Training and validation loss increases and transcription worsen when added few hours of new audio data of same environment #933

JRMeyer · 2021-03-08T04:41:42Z

JRMeyer
Mar 8, 2021
Maintainer

>>> nasim.alam086
[November 17, 2019, 7:19pm]

Hi, slash
A few months ago, I trained a deep speech model for the Hindi-English
mixed dataset (mainly Hindi almost 80-90 %) of 1600 hrs of mono audio. I
got WER: 0.20, train loss: 35.36, and validation loss: 48.23 and good
transcription result on the test data.

When I added 300hrs of new audio(mono converted from stereo using sox)
from a similar environment but speech seems spoken fast because of the
long duration of the call (but I cut that into 1.5 to 10sec of audio
chunks). Now I again trained deep speech from scratch with new 300 hrs
of data (total: 1600+300= 1900 hrs). slash
Now I found that:

1. Model early stopped at10th epoch while previously (on 1600 hrs data)
early stopped at 13th epoch.
2. I got WER: 0.31, train loss: 51.1 and valid loss: 64.20.

I tested this model on two audio, first, new audio from the first 1600
hrs of data and second, data from new 300 hrs. I found the model gives
the same transcription as before for the first type of audio, but for
the second type of audio (audio from new 300 hrs of data), it skips lots
of words and transcription is also very poor.

prediction result improved when I give an audio chunk of almost 1-4 sec
and the chunk is amplitude peak normalized through Audacity.

So I then normalized my whole training data(1900 hrs) and trained from
scratch again, this time as well model early stopped at 10th epoch,
train loss becomes 50.09 from 51.1 and validation loss become 63 from
64.20 (minor changes in losses) and WER become 0.2982, but transcription
did not improve.

My question is:

1. What was the reason behind the model's behaviour?
2. Why model transcription is better on normalized audio chunks, Do I
need to give training audio of the same length?
3. Since I trained the model from new data (300 hrs) converted from
stereo to mono, the model's accuracy degraded, Does stereo to mono
data conversion affected the accuracy?

Any Help appreciated. slash
Thanks

[This is an archived TTS discussion thread from discourse.mozilla.org/t/training-and-validation-loss-increases-and-transcription-worsen-when-added-few-hours-of-new-audio-data-of-same-environment]

JRMeyer · 2021-03-08T04:41:44Z

JRMeyer
Mar 8, 2021
Maintainer Author

>>> lissyx
[November 18, 2019, 9:13am]

> Model early stopped at10th epoch while previously (on 1600 hrs data)
> early stopped at 13th epoch.

Early stopping might require finer tuning than you provided, I'd take
that with some restraint.

> When I added 300hrs of new audio(mono converted from stereo using sox)
> from a similar environment but speech seems spoken fast because of the
> long duration of the call (but I cut that into 1.5 to 10sec of audio
> chunks).

I don't completely understand your flow here.

> train loss becomes 50.09 from 51.1 and validation loss become 63 from
> 64.20 (minor changes in losses) and WER become 0.2982, but
> transcription did not improve.

Well, that's very low change, so it's not surprising the transcription
does not improves

> What was the reason behind the model's behaviour?

Sorry, but that's too generic, what are you exactly refering to?

> Why model transcription is better on normalized audio chunks, Do I
> need to give training audio of the same length?

I have not understood exactly how your added 300 hours are built, and we
don't know length distribution of others.

> Since I trained the model from new data (300 hrs) converted from
> stereo to mono, the model's accuracy degraded, Does stereo to mono
> data conversion affected the accuracy?

Devil lies in details.

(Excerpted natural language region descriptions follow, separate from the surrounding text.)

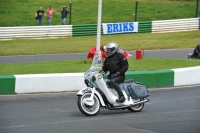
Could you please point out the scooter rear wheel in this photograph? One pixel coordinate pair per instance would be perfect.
(137, 108)
(86, 109)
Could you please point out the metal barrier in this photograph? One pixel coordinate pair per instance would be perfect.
(175, 25)
(35, 31)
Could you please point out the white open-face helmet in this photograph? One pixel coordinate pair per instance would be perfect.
(111, 48)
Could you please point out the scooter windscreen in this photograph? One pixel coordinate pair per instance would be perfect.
(96, 64)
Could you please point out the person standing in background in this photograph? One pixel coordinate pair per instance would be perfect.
(50, 12)
(64, 13)
(39, 13)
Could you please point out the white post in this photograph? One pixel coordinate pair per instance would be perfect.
(99, 25)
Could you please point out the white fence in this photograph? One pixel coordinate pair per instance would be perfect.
(175, 25)
(35, 31)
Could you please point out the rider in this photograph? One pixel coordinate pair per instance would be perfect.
(196, 53)
(117, 64)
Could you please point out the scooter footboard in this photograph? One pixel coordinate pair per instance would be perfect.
(89, 90)
(136, 90)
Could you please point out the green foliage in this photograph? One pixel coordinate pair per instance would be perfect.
(22, 12)
(127, 42)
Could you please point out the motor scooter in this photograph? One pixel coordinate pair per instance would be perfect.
(100, 94)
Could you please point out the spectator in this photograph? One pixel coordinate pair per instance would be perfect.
(196, 53)
(50, 12)
(64, 13)
(39, 13)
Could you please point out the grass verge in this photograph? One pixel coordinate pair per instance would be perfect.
(127, 42)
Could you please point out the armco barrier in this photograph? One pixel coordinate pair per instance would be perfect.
(35, 31)
(36, 83)
(161, 78)
(175, 25)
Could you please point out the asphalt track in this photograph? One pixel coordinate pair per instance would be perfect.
(171, 53)
(168, 111)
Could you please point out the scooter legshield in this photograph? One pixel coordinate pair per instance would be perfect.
(88, 89)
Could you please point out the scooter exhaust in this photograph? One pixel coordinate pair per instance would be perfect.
(140, 102)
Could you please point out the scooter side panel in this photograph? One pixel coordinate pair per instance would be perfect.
(88, 89)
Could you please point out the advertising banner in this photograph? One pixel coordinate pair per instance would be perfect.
(123, 27)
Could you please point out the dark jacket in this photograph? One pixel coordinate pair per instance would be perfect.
(116, 63)
(196, 53)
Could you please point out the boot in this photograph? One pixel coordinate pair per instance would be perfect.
(121, 98)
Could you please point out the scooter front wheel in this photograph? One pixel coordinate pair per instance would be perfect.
(137, 108)
(86, 109)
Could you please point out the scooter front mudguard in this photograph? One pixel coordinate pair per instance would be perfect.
(88, 89)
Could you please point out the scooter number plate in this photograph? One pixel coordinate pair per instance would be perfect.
(87, 90)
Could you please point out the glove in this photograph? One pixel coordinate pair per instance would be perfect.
(114, 75)
(102, 72)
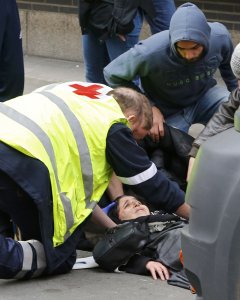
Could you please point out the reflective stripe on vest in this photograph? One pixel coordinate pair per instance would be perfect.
(30, 260)
(87, 175)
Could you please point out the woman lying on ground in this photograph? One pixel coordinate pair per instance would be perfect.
(161, 256)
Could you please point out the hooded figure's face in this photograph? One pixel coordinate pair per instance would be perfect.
(189, 51)
(189, 33)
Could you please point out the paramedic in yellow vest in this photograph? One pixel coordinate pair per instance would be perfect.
(58, 148)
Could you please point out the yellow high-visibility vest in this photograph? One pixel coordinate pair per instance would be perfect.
(65, 126)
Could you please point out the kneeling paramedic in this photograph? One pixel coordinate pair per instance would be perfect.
(58, 148)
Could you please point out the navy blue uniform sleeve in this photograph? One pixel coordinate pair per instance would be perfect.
(133, 167)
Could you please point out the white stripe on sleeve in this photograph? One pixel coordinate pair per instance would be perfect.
(141, 177)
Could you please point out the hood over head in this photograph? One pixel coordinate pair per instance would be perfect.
(189, 23)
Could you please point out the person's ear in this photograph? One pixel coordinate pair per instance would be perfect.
(131, 119)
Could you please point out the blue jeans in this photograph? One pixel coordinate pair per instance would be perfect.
(98, 54)
(201, 111)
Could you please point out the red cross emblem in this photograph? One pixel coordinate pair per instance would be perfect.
(90, 91)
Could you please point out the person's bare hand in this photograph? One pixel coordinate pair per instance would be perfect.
(157, 130)
(157, 270)
(190, 166)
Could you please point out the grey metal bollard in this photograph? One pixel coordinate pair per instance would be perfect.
(211, 243)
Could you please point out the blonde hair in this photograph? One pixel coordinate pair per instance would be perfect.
(130, 99)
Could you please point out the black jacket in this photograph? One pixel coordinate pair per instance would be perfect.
(164, 246)
(223, 119)
(106, 18)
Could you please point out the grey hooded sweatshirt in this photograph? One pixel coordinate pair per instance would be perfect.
(168, 80)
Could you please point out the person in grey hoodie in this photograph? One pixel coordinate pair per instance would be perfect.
(176, 69)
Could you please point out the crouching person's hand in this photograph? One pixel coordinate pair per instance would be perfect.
(157, 270)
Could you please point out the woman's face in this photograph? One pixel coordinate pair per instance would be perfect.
(130, 208)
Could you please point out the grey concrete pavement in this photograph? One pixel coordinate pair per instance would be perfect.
(42, 71)
(85, 283)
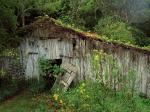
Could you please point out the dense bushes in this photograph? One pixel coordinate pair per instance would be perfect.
(114, 28)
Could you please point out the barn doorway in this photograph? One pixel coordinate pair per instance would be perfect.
(50, 77)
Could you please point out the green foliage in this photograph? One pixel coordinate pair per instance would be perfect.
(114, 28)
(94, 97)
(48, 67)
(36, 86)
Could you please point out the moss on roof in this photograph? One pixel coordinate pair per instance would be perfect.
(47, 23)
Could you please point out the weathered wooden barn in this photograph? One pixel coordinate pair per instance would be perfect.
(47, 38)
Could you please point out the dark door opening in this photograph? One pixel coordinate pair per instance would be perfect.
(50, 78)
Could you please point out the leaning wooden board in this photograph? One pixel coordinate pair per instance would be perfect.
(67, 78)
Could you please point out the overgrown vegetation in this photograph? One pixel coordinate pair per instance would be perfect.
(86, 15)
(12, 79)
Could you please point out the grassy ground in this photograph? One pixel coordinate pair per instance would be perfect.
(27, 102)
(21, 103)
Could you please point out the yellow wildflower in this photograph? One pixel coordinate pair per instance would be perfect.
(55, 96)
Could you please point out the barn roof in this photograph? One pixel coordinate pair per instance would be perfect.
(55, 27)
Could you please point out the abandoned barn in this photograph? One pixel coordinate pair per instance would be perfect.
(47, 38)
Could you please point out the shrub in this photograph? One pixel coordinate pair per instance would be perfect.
(114, 28)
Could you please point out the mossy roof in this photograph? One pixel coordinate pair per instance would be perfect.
(49, 23)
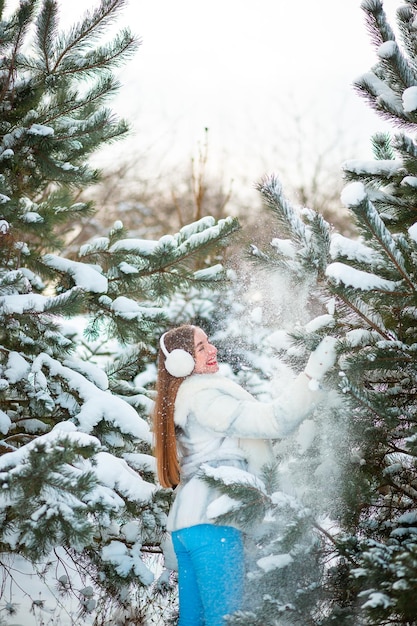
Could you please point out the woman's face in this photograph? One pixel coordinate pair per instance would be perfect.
(205, 354)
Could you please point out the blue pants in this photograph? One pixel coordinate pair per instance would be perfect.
(210, 573)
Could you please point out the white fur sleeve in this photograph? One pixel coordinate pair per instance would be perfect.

In theory, no. In practice, it depends on a lot
of factors, including how you uses sox. Since you are downgrading sound,
it should be possible to do it in such a way that does not looses audio
informations. But if you are not careful, you may introduce artifacts
that breaks.

[Archived Post]

0 replies

JRMeyer · 2021-03-08T04:41:47Z

JRMeyer
Mar 8, 2021
Maintainer Author

>>> nasim.alam086
[November 19, 2019, 6:07am]

> I don't completely understand your flow here.

Thanks for the prompt reply. Let me clear you at this: slash
previously One month ago, I trained a model on 1600hrs of data which
contains 1.5 to 10 sec of audio chunks the average length of audio is
5-6 sec. The whole dataset was mono. So I got wer=0.20 on the model
trained on this dataset.

last weekend, I got 300 hrs of new data similar to the previous
dataset (same environment but seems like speech rate high means spoken
fast as compared to the previous one) and call recordings were
stereo. slash
So I converted these audio to mono using SoX: 'sox infile.wav
outfile.l.wav remix 1'. slash
Then I made this dataset distribution the same as the previous one
(1.5sec to 10sec audio chunks of each audio) and then mixed new 300hrs
of data with 1600 hrs of previous dataset.

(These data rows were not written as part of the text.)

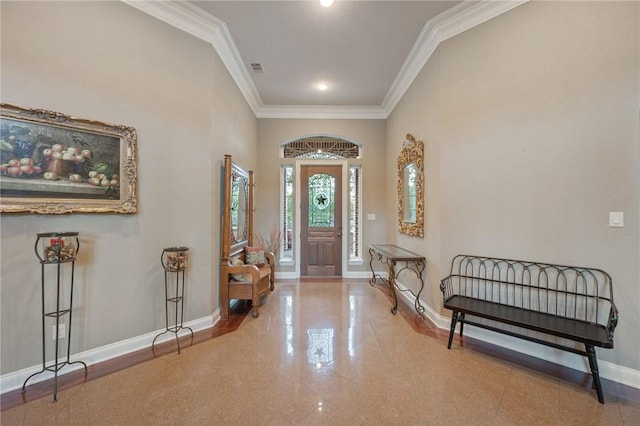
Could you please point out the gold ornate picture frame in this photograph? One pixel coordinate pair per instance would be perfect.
(51, 163)
(410, 188)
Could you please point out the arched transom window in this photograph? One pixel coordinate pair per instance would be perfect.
(320, 147)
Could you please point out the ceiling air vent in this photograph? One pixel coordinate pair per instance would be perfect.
(257, 67)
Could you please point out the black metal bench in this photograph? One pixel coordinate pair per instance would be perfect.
(566, 302)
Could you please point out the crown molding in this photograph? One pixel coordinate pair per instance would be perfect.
(323, 112)
(193, 20)
(450, 23)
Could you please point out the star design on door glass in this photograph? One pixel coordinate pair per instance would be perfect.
(321, 199)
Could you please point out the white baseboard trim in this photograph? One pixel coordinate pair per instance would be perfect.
(608, 370)
(357, 274)
(15, 380)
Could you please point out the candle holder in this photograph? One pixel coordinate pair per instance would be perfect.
(54, 249)
(174, 260)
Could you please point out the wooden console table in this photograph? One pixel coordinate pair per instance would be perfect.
(392, 255)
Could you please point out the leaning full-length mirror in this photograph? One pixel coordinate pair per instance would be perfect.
(410, 188)
(239, 202)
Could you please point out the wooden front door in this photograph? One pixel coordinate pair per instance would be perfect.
(321, 218)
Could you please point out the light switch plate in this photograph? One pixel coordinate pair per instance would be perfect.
(616, 219)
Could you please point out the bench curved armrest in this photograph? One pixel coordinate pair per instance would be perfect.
(251, 270)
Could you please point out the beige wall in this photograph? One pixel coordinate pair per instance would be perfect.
(532, 133)
(369, 133)
(110, 62)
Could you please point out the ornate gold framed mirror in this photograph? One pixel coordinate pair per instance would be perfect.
(410, 188)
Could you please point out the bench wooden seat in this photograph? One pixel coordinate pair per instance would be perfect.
(560, 302)
(239, 280)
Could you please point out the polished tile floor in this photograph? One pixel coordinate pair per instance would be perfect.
(327, 352)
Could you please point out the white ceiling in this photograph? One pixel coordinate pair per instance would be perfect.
(357, 47)
(368, 52)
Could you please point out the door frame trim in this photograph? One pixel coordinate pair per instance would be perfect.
(297, 253)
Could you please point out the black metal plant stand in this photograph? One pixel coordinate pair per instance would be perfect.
(174, 262)
(62, 249)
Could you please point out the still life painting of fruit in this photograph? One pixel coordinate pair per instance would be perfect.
(57, 157)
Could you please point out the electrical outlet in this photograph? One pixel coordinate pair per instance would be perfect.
(62, 331)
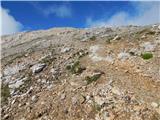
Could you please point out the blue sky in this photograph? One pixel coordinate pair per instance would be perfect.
(27, 16)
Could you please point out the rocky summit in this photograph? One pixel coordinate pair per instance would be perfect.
(103, 73)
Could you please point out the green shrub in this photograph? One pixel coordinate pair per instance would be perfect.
(146, 56)
(93, 78)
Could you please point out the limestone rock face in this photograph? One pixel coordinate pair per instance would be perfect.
(96, 73)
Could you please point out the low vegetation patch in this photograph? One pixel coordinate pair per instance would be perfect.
(146, 56)
(93, 78)
(75, 68)
(93, 38)
(109, 39)
(5, 93)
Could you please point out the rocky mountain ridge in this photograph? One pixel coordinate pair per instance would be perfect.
(82, 74)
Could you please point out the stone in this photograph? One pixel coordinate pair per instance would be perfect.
(148, 47)
(159, 27)
(38, 67)
(34, 98)
(63, 96)
(117, 38)
(155, 105)
(99, 100)
(123, 56)
(16, 83)
(64, 50)
(116, 91)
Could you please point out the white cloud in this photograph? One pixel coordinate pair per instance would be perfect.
(8, 23)
(147, 13)
(58, 10)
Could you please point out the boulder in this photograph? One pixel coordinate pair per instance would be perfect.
(38, 67)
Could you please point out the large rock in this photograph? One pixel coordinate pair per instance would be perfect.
(148, 47)
(123, 56)
(38, 67)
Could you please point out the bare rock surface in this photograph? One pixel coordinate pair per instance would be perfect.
(82, 74)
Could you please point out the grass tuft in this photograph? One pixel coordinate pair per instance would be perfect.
(93, 38)
(5, 93)
(93, 78)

The new trained model did not give me as a good result, WER: 0.2982,
train loss: 51.1 and Val loss: 64.20.

> Well, that's very low change, so it's not surprising the transcription
> does not improve

I normalized the peak amplitude of the whole data using FFmpeg-normalize
due to high speech rate in the new dataset (300 hrs).

slash [quote='lissyx, post:2, topic:48714' slash ] slash
Devil lies in details. In theory, no. In practice, it depends on a lot
of factors, including how you uses sox. Since you are downgrading sound,
it should be possible to do it in such a way that does not looses audio
informations. But if you are not careful, you may introduce artifacts
that breaks.

Thanks

[Archived Post]

0 replies

JRMeyer · 2021-03-08T04:41:50Z

JRMeyer
Mar 8, 2021
Maintainer Author

>>> lissyx
[November 19, 2019, 8:48am]

> sox infile.wav outfile.l.wav remix 1

You need to make sure this is not crippling your data. Especially, I
remember some unobvious behavior about dithering that would alter
results quite a lot.

> The new trained model did not give me as a good result, WER: 0.2982,
> train loss: 51.1 and Val loss: 64.20.

On which test set was this evaluated ?

> I normalized the peak amplitude of the whole data using
> FFmpeg-normalize due to high speech rate in the new dataset (300 hrs).

So you used sox deepspeech.commands ffmpeg right? That's likely to add different
artifacts, you should triple check that as well.

Would your normalization reduce the pace of speech ? Have you applied
that when you get the higher WER ?

[Archived Post]

0 replies

JRMeyer · 2021-03-08T04:41:52Z

JRMeyer
Mar 8, 2021
Maintainer Author

>>> reuben
[November 19, 2019, 8:55am]

As well as what lissyx has already said, your normalization strategy
sounds like a bad idea to me. First of all, I don't see how amplitude
normalization is connected to rate of speech at all. Second, it sounds
like you had 1600 hours of data that is not normalized and then you
added 300 hours of normalized data. This discrepancy may very well be
what's hurting your accuracy on the second training run.

[Archived Post]

0 replies

JRMeyer · 2021-03-08T04:41:55Z

JRMeyer
Mar 8, 2021
Maintainer Author

>>> alchemi5t
[November 19, 2019, 12:44pm]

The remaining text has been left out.